I am using docker for netbox and docker(-topo) for my arista cEOS switches. So the connectivity between netbox and ceos is via the IPs/interfaces/bridges created by docker. And remember… you have iptables under the hood. My first mistake was telling netbox to use 0.0.0.0 as it is the one I am using to testing from my scripts when connecting to ceos. Netbox needs to point to the IP assigned by docker :facepalm: 192.16.16.x in my case. Second one, the port, same thing docker exposes the port 443 as 900x for external connections and I use 900x in my scripts. From netbox point of view, it is still 443 :facepalm: And finally, I am calling docker twice for building my lab, one for netbox-docker and the other for ceos. You need to keep an eye on iptables changes when restarting netbox via docker-compose because you can be in the situation that netbox traffic is dropped in DOCKER-ISOLATION-STAGE-1 :facepalm: (need to try to write a docker-compose to build everything in one go)

So when I was having errors from netbox that it was being rejected when connecting to ceos devices via NAPALM, I couldnt understand it. My scripts were fine using those details (0.0.0.0:900x)

I ran tcpdump on one ceos on the “ethernet0” interface and NOTHING was hitting the interface from netbox on port 900x but my scripts could…..

Somehow netbox wasnt able to reach ceos r1??? In my head, netbox and ceos devices were all in 0.0.0.0….. so no routing, no firewalls, they are connected in the same network 0.0.0.0…..

At the end I waked up and realised that the docker devices are using the IPs provided by docker so it is following normal routing… and firewalling by iptables.
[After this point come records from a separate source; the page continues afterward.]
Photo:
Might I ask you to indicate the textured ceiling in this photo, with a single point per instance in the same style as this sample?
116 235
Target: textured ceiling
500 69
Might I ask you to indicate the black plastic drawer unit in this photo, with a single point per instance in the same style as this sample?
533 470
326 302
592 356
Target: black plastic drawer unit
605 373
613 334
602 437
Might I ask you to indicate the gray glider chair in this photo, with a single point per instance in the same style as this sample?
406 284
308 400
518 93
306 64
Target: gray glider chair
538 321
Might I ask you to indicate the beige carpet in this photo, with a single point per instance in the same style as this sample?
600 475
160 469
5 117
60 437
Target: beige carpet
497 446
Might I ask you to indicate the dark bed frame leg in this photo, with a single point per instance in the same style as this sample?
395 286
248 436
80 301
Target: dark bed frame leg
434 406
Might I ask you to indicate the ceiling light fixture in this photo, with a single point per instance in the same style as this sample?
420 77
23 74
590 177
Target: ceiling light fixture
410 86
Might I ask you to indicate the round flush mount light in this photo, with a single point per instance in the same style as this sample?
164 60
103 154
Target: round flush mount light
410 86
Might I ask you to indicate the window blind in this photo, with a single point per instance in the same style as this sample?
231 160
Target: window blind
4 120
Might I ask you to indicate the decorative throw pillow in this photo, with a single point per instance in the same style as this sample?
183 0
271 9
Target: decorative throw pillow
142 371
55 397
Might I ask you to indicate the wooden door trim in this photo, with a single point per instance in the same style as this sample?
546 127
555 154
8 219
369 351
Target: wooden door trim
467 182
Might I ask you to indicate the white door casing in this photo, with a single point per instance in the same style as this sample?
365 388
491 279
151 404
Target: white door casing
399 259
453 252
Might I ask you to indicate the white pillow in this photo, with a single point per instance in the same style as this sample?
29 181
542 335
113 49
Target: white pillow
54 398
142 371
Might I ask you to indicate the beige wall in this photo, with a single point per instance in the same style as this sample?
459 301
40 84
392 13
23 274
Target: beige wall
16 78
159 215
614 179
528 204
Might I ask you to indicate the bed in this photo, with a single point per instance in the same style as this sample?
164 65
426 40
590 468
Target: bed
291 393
The same for ceos devices, they have IPs (different from 0.0.0.0)

So I updated netbox with the correct management IPs for r1, r2 and r3 ceos.

When I filtered by the real netbox IP in r1 tcpdump ethernet0, I was seeing traffic on 900x!!! Good. Then I realised that it has to be 443. So I removed my hack to update the port to 900x.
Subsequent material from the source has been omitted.